The surface return can also be used to characterize the non-ideal recovery if
the peak signal is not saturating the low-gain digitizer, and the is sufficient
time between the surface and the last range bin.
Analysis has started on this data set to characterize the non-ideal
transient recovery. So far, the analysis has demonstrated that the non-ideal
recovery behaves like an afterpulse signal. The observed response is a function
of both the signal amplitude and duration.
A Richardson-Lucy
deconvolution algorithm has been applied to the lab data to retrieve the
instrument response function.
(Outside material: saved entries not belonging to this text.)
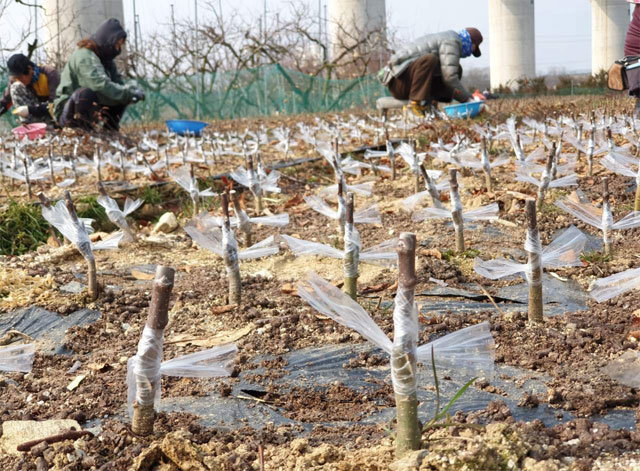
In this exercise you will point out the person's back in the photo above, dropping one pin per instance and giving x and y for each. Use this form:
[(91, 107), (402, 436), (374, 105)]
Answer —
[(30, 90), (91, 88)]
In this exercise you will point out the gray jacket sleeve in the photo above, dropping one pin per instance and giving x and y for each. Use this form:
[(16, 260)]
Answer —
[(449, 53)]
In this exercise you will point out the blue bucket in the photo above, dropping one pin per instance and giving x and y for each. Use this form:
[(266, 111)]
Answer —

This was done by assuming that the true signal
was a square wave with the duration as the detector illumination source. The
retrieved response functions from the 532 nm parallel channel detector for
various lighting conditions (different pulse amplitudes and widths) are shown
in figure 5.
 |
Figure 5: Retrieved response function from lab data compared to the surface
return response function measured from a lake at altitude of ~4 km. |
The retrieved response function or a suitable surface return can be used to
remove the non-ideal transient recovery from the lidar Level 1 data using a
Richardson-Lucy type deconvolution algorithm. Care needs to be taken in the
application of such an algorithm because of the non-uniform range binning of
the profile data.
Summary
Further characterization of the non-ideal transient recovery is underway and
techniques are being investigated to remove this artifact from the 532 nm lidar
data.
In the meantime, users of Lidar Level 1B profile data should use extreme
caution when doing investigations of strong backscattering targets, like
optically dense water clouds. Since the non-ideal response of the 532 nm
parallel and perpendicular channels are slightly different, some artifacts in
the calculated depolarization ratio may be observed below strong backscattering
targets.
There is no geophysically meaningful information in the subsurface signal
return. Subsurface can be assumed to be 1 or 2 bins beyond the maximum value
obtained in the surface spike.
Users of Lidar Level 2 layer products can expect that the bases of strong
scattering targets (i.e. optically dense water clouds) will be lower than
expected. In most of these cases however, the observed layer is opaque to the
lidar and the measurement of the true cloud base is not possible.